Tunku Besar Burhanuddin ibni Almarhum Yamtuan Antah  (22 September 1878 – 5 July 1961) was a member of the Negeri Sembilan royal family and once served as regent of Negeri Sembilan. His father was Yamtuan Antah ibni Yamtuan RadIn, who served as the 6th Yamtuan Besar (now known as Yang di-Pertuan Besar of Negeri Sembilan) from 1869 to 1888. Tunku Burhanuddin's elder brother, Tuanku Muhammad became the 7th Yamtuan Besar and the first to use the title Yang di-Pertuan Besar upon Yamtuan Antah's death.

The title
Tunku Besar (Malay literally meaning "great prince") is the title of the heir presumptive of the throne of Negeri Sembilan, Malaysia. In ancient times it was also the title of the heir apparent of Melaka, Johor, Pahang (all in Malaysia) as well as several Malay sultanates in Sumatra, Indonesia.

Genealogy
Tunku Burhanuddin is best known as father of Negeri Sembilan queens. Three of his daughters served as Tunku Ampuan or Queen consorts. His eldest daughter, Tunku Kurshiah binti Almarhum Tunku Besar Burhanuddin was married to Tuanku Abdul Rahman and was Tunku Ampuan from 1933. She was succeeded as Tunku Ampuan by her sister and Tunku Burhanuddin's second daughter, Tunku Ampuan Durah, who was married to Tunku Munawir. Tunku Burhanuddin's youngest daughter, Tuanku Najihah is the current Tunku Ampuan of Negeri Sembilan. She was formerly the Tunku Ampuan Besar or Queen of Negeri Sembilan from 1967 to 2008, when she ascended to the throne.

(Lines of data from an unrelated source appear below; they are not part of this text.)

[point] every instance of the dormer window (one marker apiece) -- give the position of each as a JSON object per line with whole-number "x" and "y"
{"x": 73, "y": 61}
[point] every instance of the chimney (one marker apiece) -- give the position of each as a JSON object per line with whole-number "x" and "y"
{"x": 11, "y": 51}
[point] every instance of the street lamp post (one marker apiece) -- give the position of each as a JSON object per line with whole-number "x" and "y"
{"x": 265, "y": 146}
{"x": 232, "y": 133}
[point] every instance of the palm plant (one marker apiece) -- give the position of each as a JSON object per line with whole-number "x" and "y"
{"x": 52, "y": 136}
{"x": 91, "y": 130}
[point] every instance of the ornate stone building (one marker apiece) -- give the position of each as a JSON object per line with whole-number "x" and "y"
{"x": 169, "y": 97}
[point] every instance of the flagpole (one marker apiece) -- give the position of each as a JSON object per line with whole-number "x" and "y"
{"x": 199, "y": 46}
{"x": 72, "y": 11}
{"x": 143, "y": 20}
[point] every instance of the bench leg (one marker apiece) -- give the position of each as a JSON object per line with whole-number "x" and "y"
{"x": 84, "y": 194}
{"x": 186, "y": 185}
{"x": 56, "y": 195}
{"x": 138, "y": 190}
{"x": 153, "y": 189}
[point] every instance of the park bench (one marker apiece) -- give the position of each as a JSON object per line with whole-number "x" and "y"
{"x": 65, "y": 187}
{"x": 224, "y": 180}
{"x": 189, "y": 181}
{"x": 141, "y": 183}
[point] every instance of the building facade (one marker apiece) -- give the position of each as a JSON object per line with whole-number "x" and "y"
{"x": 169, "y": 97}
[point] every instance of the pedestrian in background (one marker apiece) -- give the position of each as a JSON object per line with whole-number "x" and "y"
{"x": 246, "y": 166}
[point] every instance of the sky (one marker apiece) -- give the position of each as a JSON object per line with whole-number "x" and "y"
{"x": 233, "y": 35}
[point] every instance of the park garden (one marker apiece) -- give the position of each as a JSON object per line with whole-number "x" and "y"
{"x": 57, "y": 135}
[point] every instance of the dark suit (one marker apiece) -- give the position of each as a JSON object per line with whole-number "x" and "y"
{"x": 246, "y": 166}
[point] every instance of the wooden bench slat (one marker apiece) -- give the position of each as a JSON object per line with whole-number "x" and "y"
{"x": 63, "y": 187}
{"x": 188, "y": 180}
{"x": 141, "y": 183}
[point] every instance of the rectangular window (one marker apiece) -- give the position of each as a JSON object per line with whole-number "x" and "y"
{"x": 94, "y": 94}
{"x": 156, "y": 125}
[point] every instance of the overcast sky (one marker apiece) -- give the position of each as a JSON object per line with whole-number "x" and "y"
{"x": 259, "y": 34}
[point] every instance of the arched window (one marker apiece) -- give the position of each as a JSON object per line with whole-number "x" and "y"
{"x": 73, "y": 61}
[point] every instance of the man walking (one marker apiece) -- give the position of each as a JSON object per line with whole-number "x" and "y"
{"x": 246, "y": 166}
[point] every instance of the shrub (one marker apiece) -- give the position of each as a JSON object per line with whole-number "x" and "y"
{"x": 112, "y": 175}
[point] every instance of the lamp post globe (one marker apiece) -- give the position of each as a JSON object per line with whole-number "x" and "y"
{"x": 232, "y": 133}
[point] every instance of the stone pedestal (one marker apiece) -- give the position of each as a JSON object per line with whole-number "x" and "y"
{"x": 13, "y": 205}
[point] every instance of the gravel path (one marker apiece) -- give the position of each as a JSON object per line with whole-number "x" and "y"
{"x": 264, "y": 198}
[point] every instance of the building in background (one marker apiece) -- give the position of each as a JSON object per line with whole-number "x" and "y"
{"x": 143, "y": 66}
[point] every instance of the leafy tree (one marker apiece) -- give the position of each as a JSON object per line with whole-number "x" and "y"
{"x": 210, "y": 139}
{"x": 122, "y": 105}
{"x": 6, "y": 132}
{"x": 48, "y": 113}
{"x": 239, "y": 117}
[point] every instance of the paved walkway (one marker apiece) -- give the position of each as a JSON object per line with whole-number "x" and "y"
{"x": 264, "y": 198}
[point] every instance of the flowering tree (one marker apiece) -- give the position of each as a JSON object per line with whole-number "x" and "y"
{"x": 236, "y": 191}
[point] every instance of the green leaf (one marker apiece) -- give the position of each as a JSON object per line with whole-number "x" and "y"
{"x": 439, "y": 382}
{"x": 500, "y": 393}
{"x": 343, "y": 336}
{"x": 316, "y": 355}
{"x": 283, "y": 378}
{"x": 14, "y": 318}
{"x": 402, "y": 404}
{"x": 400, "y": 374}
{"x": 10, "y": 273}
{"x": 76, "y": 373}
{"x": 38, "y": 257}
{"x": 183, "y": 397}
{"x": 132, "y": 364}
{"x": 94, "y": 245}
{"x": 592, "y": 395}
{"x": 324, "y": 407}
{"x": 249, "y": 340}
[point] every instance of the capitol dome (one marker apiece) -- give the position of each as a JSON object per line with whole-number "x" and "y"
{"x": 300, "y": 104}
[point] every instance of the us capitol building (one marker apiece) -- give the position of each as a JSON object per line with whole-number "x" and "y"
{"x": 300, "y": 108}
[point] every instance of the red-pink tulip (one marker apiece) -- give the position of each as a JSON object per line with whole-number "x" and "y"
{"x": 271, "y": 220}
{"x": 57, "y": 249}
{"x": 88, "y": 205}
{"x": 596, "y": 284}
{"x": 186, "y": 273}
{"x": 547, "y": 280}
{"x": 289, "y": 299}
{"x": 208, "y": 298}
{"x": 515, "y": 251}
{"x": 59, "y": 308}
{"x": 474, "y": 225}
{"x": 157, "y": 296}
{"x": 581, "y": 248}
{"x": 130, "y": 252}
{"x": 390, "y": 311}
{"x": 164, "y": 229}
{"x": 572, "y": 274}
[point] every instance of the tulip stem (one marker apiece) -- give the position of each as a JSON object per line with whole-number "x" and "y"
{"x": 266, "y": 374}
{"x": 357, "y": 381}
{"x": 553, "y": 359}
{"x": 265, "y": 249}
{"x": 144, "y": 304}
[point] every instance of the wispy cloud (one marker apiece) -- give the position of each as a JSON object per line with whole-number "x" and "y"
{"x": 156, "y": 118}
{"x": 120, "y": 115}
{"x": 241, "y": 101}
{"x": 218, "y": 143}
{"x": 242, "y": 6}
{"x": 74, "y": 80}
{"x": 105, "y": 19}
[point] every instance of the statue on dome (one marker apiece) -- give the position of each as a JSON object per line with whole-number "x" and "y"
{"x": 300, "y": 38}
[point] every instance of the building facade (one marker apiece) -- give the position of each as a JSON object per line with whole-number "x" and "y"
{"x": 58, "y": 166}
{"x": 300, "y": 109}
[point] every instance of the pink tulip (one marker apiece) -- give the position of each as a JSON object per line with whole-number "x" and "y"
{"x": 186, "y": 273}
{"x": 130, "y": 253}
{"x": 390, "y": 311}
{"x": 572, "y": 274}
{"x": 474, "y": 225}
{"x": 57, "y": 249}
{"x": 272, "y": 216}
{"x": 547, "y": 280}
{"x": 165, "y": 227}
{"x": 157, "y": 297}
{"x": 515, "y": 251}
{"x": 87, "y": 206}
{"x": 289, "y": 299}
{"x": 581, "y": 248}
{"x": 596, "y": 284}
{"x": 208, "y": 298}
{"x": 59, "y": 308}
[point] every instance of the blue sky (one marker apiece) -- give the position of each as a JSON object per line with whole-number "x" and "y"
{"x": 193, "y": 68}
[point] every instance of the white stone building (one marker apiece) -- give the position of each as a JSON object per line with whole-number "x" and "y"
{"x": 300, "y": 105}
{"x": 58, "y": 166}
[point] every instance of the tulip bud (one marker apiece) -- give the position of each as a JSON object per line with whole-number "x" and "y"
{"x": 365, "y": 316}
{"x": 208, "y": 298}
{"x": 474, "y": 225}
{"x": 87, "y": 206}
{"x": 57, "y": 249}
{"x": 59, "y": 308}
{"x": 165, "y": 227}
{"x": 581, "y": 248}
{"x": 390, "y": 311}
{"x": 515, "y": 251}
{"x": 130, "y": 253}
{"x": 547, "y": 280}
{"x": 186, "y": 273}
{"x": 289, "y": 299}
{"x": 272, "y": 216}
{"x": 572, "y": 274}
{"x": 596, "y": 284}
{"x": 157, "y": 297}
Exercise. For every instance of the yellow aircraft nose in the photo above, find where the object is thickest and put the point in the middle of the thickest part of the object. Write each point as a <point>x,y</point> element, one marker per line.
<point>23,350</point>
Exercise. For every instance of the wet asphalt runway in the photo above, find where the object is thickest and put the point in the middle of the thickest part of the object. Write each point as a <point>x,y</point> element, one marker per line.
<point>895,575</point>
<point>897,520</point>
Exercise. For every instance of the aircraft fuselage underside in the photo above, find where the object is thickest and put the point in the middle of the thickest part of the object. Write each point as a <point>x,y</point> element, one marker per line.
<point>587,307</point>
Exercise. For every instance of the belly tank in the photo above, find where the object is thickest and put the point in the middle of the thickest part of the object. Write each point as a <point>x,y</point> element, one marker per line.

Both Tunku Kurshiah and Tuanku Najihah also served a five-year term as Raja Permaisuri Agong or Queen of Malaysia.

His granddaughter, Tuanku Bahiyah, daughter of Tunku Kurshiah, was Sultanah of Kedah and also served a term as Raja Permaisuri Agong. His grandson, Tuanku Muhriz, son of Tunku Ampuan Durah is the current Yang di-Pertuan Besar of Negeri Sembilan.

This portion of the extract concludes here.